Leia a íntegra do parecer

O novo texto também dá maior alcance à lei. Na versão anterior, a lei seria aplicada aos livros didáticos e paradidáticos; às avaliações para o ingresso no ensino superior; às provas de concurso para o ingresso na carreira de professor; e às instituições de ensino superior, respeitada a autonomia didático-científica das universidades. Agora, o novo texto prevê aplicação também às políticas e planos educacionais; aos conteúdos curriculares; e aos projetos pedagógicos das escolas. Se aprovada, a lei passará a valer para todo material didático, e não só aos livros.
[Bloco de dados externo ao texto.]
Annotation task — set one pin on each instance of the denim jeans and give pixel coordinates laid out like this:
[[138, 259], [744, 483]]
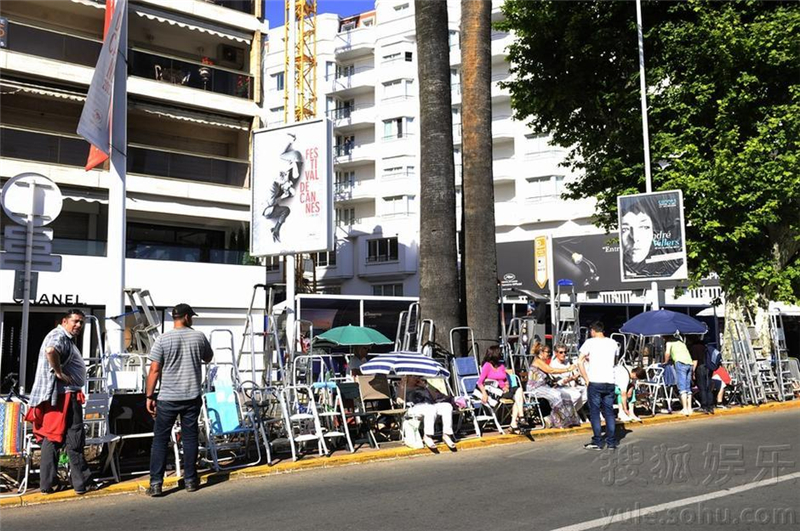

Os professores terão ainda que respeitar o direito dos pais dos alunos a que seus filhos recebam educação religiosas e moral de acordo com suas próprias convicções.

As escolas religiosas terão regras diferentes. As escolas particulares de orientação confessional e ideologia específicas poderão veicular e promover os conteúdos de cunho religioso, moral e ideológico autorizados contratualmente pelos pais ou responsáveis pelos estudantes.

Para a direita brasileira, o projeto visa pôr fim ao “doutrinamento político” por parte de professores em sala de aula. Já para a esquerda, trata-se de uma inaceitável interferência da administração pública em ambiente escolar e um atentado a preceitos constitucionais como liberdade de cátedra.

STF deve adiar julgamento

O Supremo Tribunal Federal (STF) deve adiar o julgamento da constitucionalidade de leis que tentam implantar a Escola Sem Partido em cidades e estados do país. Ele estava previsto para a quarta (28).

A tendência da corte é derrubar as tentativas de implantação das regras nas salas de aula. Nas liminares que concedeu suspendendo as leis, o ministro Luís Roberto Barroso já disse que elas têm “o propósito de constranger e de perseguir aqueles [professores] que eventualmente sustentem visões que se afastam do padrão dominante”.

A pressão sobre o STF, no entanto, tem sido intensa. Magistrados foram procurados nesta semana para que suspendam o julgamento da questão por prazo indeterminado.

Ministros já foram procurados por mensageiros da deputada federal eleita Bia Kicis (PRP-DF), por exemplo, que apelavam pela suspensão da votação. A parlamentar não é exatamente bem vista na corte: é dela a ideia de antecipar a aposentadoria de ministros do tribunal para que Bolsonaro possa indicar um número maior de magistrados durante seu governo.